To me, this is very close! Even when seen very close-up, the small details make me think it is a real gouache painting. Would you be able to tell the difference if I did not label the pictures?


1. I turn off the canvas effect layers. Why? Because I tend to use the eyedropper tool to pick colours from the painting and the canvas layers do alter the colours.

2. Next, I add a colour base layer. The paint brushes are not set to be completely opaque. They "pick" up paint from the layer underneath. So the background layer does play a part in the painting. I find that if I add a colour base layer, the painting comes together quicker. I like putting a dark colour as a base. It's something I might do with a real gouache or acrylic painting too.

3. Then with the canvas effect layers still off, I paint the colours and lines. Note that even with the canvas layers off, these brushes give off a lot of "blemishes", so it will be hard to use an eyedropper to pick an exact colour from the painting. It is best to pick your colours from a pre-set palette before you start painting. But if you like surprises, like me, you can stick with the eyedropper tool.

In this brush set, I didn't find a perfect line brush that would simulate the lines in my real gouache painting. So I had to alternate between the "smooth line work" (which didn't have the roughness I wanted) and the "flat messy semi dry brush" (which didn't taper). The line brush I really wanted is found in another Procreate brush set. But I will stick to this set for now.

4. When the painting is complete, I turn on the canvas effect layers to see the final effect.

Here is an artwork I did for a picture book using real brush-inked lines and Effortless Gouache to do the colour layer. I liked how it turned out. I still like using real gouache but if a project needs very consistent colouring from page to page, this is a good digital brush set to get the job done quick! 

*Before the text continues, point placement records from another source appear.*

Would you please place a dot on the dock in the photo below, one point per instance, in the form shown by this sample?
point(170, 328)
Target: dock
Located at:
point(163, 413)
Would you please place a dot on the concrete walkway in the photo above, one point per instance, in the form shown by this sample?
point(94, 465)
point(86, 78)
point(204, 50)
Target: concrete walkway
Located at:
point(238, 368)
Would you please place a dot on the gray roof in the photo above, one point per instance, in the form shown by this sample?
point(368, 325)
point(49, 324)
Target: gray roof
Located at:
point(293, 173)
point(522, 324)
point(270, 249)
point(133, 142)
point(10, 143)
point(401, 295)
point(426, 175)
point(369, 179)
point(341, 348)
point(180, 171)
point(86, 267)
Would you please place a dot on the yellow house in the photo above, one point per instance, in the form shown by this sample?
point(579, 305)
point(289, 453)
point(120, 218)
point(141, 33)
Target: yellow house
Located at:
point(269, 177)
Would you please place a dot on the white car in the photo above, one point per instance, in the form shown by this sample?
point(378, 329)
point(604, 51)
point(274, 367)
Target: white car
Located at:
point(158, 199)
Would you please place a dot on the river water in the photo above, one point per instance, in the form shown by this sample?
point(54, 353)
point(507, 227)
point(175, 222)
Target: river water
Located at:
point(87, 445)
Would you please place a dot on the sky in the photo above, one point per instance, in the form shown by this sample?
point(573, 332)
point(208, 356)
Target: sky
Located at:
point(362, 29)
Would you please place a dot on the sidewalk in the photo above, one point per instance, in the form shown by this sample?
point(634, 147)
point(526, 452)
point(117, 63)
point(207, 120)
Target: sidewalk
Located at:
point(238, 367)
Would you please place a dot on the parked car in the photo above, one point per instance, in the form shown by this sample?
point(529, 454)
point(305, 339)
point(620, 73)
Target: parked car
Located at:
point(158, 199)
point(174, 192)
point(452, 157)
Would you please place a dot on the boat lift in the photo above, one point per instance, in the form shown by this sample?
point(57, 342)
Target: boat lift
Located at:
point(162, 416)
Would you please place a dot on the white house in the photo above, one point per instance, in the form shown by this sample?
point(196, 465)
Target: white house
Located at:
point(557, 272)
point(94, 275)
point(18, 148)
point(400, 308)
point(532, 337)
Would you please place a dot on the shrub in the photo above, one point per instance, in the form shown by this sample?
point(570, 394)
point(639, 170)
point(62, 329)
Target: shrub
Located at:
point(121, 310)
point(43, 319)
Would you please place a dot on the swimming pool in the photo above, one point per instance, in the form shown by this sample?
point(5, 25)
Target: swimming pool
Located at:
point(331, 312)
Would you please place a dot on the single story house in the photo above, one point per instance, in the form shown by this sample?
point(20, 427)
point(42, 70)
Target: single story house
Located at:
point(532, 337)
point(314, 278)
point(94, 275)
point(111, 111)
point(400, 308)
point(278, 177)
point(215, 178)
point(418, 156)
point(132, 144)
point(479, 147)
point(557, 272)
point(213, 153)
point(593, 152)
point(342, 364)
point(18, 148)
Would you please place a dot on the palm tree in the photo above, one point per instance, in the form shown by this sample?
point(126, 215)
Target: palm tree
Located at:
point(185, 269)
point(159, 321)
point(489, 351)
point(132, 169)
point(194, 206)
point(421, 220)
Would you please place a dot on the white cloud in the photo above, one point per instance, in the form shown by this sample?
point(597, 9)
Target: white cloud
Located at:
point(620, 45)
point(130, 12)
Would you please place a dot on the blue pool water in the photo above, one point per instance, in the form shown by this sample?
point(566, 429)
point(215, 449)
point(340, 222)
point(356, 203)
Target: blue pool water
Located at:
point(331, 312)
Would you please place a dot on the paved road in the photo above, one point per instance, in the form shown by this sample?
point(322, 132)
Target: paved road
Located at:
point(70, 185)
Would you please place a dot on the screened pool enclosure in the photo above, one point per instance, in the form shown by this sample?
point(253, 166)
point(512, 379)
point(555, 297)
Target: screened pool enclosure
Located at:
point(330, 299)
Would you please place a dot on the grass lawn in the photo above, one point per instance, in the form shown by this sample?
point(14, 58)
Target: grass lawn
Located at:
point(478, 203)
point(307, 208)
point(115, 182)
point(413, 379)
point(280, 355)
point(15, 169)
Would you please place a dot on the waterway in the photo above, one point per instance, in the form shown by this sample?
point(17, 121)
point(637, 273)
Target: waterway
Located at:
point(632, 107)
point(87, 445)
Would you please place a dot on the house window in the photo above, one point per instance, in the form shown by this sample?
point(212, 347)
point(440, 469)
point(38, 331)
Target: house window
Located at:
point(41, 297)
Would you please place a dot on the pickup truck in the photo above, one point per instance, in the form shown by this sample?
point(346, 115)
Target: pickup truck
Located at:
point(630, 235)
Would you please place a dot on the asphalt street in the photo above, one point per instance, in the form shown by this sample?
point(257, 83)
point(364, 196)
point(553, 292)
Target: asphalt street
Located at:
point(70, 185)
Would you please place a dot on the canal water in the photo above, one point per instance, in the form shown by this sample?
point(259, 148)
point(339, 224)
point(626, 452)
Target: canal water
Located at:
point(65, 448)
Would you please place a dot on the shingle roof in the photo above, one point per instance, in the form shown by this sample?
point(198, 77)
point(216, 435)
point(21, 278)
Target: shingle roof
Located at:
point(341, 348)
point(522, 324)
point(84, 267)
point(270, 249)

Would I recommend this digital brush set? Absolutely! It does look like real gouache, even close up. But of course, I don’t get that tactile feeling of painting with a real brush since I’m using an Apple Pencil on an iPad screen. It isn’t going to make me give up using real gouache because the experience of painting with real paint can’t be replicated by a digital simulation,  just like playing tennis on a game console can’t fully replicate actually playing tennis in a real court. But for projects where i just need to nail down that gouache look quickly, and keep colours very consistent from page to page, this is a very good option.